This month’s TSQL Tuesday party is being hosted by Stuart R Ainsworth (Blog| Twitter). I am very glad to write my first blog post as t-SQL Tuesday post on my newly designed website.
SQL server has three types of internal joins. I know most of folks never heard this join type because it’s not logical join and it’s not often used in their codes.
Then, when it will be used?
Well the answer is “it depends”.
This means it depends upon the record sets and indexes. The query optimizer will be smart and always try to pick up the most optimal physical joins. As we know SQL optimizer creates a plan cost based and depends upon the query cost it will choose the best join.
How the query optimizer will choose the join type internally?

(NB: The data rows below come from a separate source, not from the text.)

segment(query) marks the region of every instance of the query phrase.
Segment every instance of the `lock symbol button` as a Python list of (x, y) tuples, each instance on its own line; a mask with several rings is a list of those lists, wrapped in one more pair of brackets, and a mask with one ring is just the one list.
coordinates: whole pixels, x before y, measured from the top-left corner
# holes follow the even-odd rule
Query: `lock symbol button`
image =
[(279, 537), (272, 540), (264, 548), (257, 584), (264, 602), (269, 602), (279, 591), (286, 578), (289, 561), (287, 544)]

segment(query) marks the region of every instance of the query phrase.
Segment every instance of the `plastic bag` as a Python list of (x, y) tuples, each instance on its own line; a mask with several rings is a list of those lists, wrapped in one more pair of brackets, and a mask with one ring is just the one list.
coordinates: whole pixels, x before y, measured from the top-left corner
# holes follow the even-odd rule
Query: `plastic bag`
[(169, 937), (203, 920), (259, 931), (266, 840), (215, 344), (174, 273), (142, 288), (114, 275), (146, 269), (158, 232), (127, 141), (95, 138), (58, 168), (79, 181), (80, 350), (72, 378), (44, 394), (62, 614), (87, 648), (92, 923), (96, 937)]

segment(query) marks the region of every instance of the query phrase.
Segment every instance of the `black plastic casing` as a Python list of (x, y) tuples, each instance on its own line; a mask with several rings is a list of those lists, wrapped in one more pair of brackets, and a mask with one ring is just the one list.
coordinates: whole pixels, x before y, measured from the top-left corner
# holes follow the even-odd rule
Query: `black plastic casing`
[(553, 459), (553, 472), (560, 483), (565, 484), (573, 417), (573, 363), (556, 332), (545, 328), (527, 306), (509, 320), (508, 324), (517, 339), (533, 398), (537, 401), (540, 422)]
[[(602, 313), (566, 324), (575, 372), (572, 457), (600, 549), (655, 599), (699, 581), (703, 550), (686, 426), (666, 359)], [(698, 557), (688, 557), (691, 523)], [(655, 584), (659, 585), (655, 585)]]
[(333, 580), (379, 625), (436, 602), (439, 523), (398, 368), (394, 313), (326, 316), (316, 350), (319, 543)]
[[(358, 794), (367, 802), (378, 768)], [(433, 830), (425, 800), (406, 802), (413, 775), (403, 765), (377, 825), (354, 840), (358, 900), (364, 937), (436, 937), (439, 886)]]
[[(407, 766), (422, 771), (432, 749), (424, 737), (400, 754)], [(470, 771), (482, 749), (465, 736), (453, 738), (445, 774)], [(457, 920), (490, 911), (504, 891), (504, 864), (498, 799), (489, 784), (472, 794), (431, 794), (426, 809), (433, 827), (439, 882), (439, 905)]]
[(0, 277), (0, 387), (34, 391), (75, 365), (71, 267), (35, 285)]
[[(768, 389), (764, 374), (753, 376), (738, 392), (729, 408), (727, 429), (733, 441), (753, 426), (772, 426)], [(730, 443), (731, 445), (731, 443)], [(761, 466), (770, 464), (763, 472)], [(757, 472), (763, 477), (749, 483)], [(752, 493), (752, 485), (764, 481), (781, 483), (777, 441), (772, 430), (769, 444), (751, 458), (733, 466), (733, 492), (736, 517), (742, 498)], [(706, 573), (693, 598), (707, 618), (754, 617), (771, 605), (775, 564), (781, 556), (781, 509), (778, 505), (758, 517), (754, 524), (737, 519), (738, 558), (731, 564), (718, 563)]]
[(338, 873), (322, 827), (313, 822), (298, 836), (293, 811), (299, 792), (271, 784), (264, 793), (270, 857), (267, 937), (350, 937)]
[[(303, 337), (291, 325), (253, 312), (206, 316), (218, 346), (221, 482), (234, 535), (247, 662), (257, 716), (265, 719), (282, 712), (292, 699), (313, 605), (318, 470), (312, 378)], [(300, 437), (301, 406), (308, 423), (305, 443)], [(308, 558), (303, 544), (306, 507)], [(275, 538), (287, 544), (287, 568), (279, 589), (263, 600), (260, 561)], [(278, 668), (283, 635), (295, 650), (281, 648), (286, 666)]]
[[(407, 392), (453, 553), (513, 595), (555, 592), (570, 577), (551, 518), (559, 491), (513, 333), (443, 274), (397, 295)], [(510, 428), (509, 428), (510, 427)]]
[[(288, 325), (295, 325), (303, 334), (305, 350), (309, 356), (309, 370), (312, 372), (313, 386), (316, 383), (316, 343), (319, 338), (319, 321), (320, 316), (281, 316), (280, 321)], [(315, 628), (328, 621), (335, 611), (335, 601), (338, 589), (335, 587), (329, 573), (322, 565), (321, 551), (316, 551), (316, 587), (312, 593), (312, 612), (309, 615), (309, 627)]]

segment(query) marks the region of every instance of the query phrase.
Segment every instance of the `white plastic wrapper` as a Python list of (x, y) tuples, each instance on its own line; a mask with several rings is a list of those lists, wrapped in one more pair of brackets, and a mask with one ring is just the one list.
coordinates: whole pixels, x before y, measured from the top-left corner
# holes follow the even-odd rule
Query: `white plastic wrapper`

Well, there is some algorithm has written internally for the query optimizer to choose the join type.
Let’s go for some practical examples and will finally summarize it.

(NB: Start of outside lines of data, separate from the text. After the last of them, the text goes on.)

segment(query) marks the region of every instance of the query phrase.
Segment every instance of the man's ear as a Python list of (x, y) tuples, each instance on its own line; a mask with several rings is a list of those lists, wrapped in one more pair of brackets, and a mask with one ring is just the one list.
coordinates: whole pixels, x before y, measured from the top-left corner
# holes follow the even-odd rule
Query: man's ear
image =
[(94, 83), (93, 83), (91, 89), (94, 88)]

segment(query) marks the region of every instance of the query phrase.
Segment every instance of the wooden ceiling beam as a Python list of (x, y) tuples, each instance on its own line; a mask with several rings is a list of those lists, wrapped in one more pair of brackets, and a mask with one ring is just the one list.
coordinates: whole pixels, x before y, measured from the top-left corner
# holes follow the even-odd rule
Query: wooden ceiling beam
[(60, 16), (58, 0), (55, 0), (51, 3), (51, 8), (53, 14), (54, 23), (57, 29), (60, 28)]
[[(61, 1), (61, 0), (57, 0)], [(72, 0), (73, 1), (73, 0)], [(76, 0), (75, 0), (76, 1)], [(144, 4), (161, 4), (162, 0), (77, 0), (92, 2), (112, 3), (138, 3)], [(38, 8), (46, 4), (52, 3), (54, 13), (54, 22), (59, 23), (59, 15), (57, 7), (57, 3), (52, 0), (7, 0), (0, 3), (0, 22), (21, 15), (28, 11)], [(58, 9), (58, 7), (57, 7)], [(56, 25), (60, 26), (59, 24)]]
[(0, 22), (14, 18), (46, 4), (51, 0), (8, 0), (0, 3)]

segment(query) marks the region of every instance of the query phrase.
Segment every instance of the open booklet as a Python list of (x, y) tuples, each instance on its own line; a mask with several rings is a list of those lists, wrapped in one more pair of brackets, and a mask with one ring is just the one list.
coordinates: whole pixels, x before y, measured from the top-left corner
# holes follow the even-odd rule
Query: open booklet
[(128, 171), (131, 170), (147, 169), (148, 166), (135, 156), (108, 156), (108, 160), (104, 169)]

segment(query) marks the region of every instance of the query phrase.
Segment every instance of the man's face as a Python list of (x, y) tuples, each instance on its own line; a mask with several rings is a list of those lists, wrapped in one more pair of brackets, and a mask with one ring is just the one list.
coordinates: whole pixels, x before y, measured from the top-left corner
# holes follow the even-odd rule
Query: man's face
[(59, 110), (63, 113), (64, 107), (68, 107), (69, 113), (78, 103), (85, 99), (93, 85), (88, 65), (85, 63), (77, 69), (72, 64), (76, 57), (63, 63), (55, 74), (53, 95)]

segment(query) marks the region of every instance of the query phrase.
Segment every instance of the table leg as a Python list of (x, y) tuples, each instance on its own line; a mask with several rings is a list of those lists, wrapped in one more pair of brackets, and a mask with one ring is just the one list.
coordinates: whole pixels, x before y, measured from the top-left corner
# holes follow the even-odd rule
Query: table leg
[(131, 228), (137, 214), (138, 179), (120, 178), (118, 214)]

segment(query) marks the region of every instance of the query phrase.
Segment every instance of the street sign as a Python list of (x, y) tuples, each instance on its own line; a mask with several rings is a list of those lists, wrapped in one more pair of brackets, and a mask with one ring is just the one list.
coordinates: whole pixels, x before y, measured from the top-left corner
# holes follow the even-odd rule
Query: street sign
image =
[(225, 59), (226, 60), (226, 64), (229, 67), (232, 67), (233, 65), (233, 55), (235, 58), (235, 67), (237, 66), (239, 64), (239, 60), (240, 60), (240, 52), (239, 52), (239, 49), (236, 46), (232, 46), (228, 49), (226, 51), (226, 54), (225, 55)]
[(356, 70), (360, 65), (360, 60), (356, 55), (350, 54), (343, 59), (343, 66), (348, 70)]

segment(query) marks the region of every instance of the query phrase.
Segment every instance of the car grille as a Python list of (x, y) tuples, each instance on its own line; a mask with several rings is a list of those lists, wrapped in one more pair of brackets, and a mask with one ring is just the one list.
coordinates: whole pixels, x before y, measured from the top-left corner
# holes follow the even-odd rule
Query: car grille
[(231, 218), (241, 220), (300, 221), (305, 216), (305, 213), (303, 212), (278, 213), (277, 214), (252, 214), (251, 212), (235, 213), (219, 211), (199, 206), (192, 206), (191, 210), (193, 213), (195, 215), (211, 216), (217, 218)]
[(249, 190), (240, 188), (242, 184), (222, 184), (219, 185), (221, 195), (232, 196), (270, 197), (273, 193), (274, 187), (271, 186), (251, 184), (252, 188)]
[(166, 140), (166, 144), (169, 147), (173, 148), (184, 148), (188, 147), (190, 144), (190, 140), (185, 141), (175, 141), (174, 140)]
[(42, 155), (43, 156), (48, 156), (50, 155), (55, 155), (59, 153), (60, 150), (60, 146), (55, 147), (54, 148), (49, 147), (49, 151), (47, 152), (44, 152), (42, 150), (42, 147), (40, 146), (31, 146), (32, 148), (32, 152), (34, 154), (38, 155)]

First I will give some basic idea how the join will work and when/How the optimizer will decide to use anyone of the internal join (Physical join).

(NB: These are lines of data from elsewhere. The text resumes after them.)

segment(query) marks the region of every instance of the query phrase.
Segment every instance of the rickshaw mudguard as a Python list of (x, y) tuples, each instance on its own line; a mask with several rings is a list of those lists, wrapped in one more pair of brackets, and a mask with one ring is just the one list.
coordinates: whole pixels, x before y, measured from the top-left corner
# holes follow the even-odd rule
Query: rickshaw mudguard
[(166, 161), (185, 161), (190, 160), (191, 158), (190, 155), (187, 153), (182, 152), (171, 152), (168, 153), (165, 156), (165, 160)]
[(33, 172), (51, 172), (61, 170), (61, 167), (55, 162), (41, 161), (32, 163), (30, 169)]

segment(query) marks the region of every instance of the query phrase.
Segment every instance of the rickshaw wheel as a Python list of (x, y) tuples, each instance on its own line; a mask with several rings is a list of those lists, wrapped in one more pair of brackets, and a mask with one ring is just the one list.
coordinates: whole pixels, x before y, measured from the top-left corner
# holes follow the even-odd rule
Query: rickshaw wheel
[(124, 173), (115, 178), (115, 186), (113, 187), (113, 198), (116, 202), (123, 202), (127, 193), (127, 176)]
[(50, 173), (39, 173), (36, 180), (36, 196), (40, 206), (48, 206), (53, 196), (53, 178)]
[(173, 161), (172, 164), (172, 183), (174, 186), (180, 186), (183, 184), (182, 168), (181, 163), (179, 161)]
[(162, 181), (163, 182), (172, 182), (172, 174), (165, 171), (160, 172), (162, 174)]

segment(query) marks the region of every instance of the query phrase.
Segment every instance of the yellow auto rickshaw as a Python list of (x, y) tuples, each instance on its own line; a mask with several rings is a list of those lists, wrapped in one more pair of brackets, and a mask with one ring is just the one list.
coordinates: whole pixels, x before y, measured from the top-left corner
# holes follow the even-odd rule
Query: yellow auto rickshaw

• It depends upon the table size
• It depends upon the index on the join column
• It depends upon the Sorted order on the join column
Test:
The test has done by following configuration.
RAM: 4 GB
Server : SQL server 2008 (RTM)
create table tableA (id int identity ,name varchar(50)) declare @i int set @i=0 while (@i<100) begin insert into tableA (name) select name from master.dbo.spt_values set @i=@i+1 end --select COUNT(*) from dbo.tableA --250600 go create table tableB (id int identity ,name varchar(50)) declare @i int set @i=0 while (@i<100) begin insert into tableB (name) select name from master.dbo.spt_values set @i=@i+1 end -- select COUNT(*) from dbo.tableB --250600 select * from dbo.tableA A join tableB B on (a.id=b.id)
Test1: Without Index
Let’s create a clustered index
create unique clustered index cx_tableA on tableA (id) create unique clustered index cx_tableB on tableB (id)
Test1: With Index
If either of the table has indexed then it goes hash join. I haven’t shown this picture here. You can drop either of the table indexes and test it.
Test2: Without Index
Let’s create a medium table
create table tableC (id int identity,name varchar(50)) insert into tableC (name) select name from master.dbo.spt_values -- select COUNT(*) from dbo.tableC --2506 create table tableD (id int identity,name varchar(50)) insert into tableD (name) select name from master.dbo.spt_values select * from dbo.tableC C join tableD D on (C.id=D.id) -- select COUNT(*) from dbo.tableD --2506
Test2: With Index
Let’s create a clustered index
create unique clustered index cx_tableC on tableC (id) create unique clustered index cx_tableD on tableD (id)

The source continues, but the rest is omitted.